Los seres humanos a menudo sorprenden con su violencia. El impacto que ésta produce cuando se conoce directamente o a través de los medios de comunicación, hace sufrir a algunos y a otros, disfrutar en forma morbosa, sin que siquiera tengan conciencia de ello. Esa es la razón por la que se informan en la televisión y los diarios, hasta los últimos detalles de los crímenes más horrorosos, cuyo sólo anuncio nos deja atónitos.
Los episodios últimos de la guerra en Oriente Medio muestran los extremos a los que se puede llegar en una confrontación en que el fin parece, a los involucrados, justificar los medios. La muerte masiva de niños produce repulsión a cualquier persona bien inspirada al igual que la de tantos otros inocentes que viven allí o están en misión de paz, para buscar una solución al conflicto.
Además de la confrontación entre países, existe también la guerra permanente entre las personas, con similares horrores. Escuchamos las noticias nacionales y conocemos casos de padres que violan y matan a sus propios hijos. De adultos que disparan a niños de dos años. De torturadores que encuentran justificado su oficio.
¿De qué monstruosa sociedad estamos hablando? ¿Quiénes somos realmente?
La violencia que en otro contexto social, tal vez se usaba como una forma ancestral de defenderse frente al ataque de animales, hoy se fomenta para favorecer diversos intereses económicos, a través de las series de televisión, las películas y juegos de niños. Y en cualquier momento da sus frutos. Los pequeños que gustan del combate y la guerra, tienen su agresividad desarrollada y lista para proyectarla, como adultos, en la sociedad. Por otra parte, las torturas que algunos aprenden en escuelas militares como algo permitido para hacer hablar o castigar al “enemigo” se transforma en realidad cuando hay conflictos y se usan para demostrar poder y descargar cualquier rabia. De estas terribles prácticas se toman hasta fotografías, no sólo para denunciar los hechos sino para que otros disfruten observándolas.
Basta mirar las entretenciones que los adultos proponen o permiten a sus hijos, especialmente a los varones, para comprender en qué mundo estamos.

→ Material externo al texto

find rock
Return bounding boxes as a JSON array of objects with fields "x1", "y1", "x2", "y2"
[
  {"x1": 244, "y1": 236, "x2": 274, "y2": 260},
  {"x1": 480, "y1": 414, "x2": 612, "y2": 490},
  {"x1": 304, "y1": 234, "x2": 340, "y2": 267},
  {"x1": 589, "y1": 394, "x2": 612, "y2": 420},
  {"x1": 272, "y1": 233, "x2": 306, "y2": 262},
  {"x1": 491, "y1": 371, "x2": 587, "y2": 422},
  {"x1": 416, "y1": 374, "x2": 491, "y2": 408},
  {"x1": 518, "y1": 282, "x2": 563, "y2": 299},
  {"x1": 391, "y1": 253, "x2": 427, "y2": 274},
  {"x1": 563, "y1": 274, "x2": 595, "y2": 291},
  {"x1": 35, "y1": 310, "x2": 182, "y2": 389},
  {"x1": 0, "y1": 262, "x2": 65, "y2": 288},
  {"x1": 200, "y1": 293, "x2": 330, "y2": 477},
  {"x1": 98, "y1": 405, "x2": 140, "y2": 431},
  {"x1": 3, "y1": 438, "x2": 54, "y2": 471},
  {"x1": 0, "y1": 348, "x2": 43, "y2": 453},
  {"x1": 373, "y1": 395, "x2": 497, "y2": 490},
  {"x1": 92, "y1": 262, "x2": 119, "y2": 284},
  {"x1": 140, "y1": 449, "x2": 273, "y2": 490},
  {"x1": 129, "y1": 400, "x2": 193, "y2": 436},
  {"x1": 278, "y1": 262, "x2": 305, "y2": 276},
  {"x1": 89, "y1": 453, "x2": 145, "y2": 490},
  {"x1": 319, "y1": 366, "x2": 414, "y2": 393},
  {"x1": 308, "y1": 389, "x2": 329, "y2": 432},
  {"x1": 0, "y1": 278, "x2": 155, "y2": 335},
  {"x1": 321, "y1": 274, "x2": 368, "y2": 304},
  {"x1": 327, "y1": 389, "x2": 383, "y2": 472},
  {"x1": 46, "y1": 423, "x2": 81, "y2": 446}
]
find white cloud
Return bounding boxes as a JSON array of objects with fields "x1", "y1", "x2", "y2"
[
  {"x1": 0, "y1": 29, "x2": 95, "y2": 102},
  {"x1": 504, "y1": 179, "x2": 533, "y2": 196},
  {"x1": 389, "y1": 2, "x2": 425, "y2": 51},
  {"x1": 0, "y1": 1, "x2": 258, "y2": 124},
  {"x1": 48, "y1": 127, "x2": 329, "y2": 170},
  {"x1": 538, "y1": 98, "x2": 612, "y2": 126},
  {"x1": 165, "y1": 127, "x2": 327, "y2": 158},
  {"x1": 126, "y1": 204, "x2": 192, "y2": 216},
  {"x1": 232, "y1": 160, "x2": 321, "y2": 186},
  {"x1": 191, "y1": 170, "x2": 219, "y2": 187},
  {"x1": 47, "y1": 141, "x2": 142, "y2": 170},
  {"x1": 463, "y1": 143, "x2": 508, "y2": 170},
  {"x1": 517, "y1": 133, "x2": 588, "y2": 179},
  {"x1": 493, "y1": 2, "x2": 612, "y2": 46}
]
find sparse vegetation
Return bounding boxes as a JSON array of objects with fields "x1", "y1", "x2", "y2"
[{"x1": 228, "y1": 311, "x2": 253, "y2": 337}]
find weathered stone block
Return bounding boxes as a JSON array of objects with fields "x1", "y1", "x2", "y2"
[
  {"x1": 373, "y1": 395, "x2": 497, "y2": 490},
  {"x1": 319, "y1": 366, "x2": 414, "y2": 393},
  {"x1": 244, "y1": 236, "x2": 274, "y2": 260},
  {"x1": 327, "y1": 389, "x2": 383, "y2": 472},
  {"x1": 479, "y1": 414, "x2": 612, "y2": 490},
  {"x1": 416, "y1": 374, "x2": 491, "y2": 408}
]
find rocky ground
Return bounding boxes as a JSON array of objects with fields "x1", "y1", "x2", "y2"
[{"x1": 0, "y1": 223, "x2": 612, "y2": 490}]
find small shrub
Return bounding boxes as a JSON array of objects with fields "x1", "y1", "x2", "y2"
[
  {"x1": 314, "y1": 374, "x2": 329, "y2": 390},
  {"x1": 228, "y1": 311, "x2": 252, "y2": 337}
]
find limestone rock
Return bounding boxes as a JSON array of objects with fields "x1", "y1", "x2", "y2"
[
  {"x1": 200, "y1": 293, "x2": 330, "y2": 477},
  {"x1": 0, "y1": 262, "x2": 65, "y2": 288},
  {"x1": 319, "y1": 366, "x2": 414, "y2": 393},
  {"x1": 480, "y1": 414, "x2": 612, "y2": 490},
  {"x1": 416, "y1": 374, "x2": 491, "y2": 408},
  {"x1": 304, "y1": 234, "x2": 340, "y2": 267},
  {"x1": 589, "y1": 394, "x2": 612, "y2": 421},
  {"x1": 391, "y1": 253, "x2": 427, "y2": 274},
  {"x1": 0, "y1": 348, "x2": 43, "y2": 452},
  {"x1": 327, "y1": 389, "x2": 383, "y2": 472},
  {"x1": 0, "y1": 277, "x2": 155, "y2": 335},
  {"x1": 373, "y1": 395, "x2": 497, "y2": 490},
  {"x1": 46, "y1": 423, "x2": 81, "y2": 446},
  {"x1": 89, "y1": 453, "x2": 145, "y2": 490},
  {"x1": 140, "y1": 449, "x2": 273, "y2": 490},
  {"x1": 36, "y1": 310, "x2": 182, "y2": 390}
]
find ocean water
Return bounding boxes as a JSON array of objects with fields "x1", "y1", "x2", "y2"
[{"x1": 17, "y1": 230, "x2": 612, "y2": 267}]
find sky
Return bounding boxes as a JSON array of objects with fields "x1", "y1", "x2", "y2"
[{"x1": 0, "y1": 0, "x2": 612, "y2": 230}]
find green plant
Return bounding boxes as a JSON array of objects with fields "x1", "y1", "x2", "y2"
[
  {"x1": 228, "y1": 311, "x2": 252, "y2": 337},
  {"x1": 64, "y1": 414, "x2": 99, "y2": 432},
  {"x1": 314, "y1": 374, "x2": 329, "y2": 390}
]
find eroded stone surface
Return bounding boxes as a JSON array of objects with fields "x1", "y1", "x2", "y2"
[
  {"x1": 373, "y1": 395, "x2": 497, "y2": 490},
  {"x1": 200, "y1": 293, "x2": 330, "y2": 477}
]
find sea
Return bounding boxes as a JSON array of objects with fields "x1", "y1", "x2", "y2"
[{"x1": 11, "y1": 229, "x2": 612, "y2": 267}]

A ellos se les regalan armas de juguete, series guerreras o cualquier otro objeto que sirve para dañar a los demás y se les deja entrever que si no los usan no son hombres. Deben ser héroes de guerra, personajes capaces de golpear bien y matar a otros, si es necesario. Eso es lo más importante para pertenecer al género masculino.
Como sociedad deberíamos detenernos y repensar estos juegos. Sería conveniente escoger actividades más positivas y eliminar estas prácticas desde la primera infancia. Ya está bueno de seguir en eso. Hay que hacer algo por contribuir aunque sea con un gesto puntual, al término de este mundo violento en que todo se hace por la fuerza, la imposición y el poder de unos contra otros. Esta sociedad en que cualquier signo de tolerancia, paz o amor se considera “debilidad” y sólo se desea en Nochebuena.
Comencemos a contribuir a la paz. Tomemos conciencia de lo monstruosos que somos los seres humanos. Tratemos de aportar en nuestro entorno inmediato, aunque sea una acción diaria, que revierta este proceso. Una acción de amor, de no violencia, de incentivo a vivir en paz.
Puede parecer ingenuo, pero todas las grandes acciones empezaron así, por lo que unos pocos hicieron. Lentamente, la masa crece y se llega al punto crítico en que la situación se revierte. Intentemos contrarrestar esos impulsos que todos tenemos y nos conducen a la guerra: en el trabajo, el hogar y la comunidad.
Aunque siempre existirán seres y hechos violentos, las cosas pueden a futuro ser mejores: si cada uno se transforma y fomenta el cambio; si no pedimos a otros ejercer el autoritarismo, el de “golpear la mesa”; si construimos una sociedad en que se respete a los demás, de esas que algunos consideran “débiles” y que son las únicas realmente fuertes, estables y generadoras de paz social.
La violencia sólo fomenta respuestas igualmente duras y desata una espiral sin fin, que perpetúa la desgracia humana. Canalicemos la necesidad de lucha, propia del hombre, hacia fines que favorezcan la paz y no hacia aquellos que la destruyen.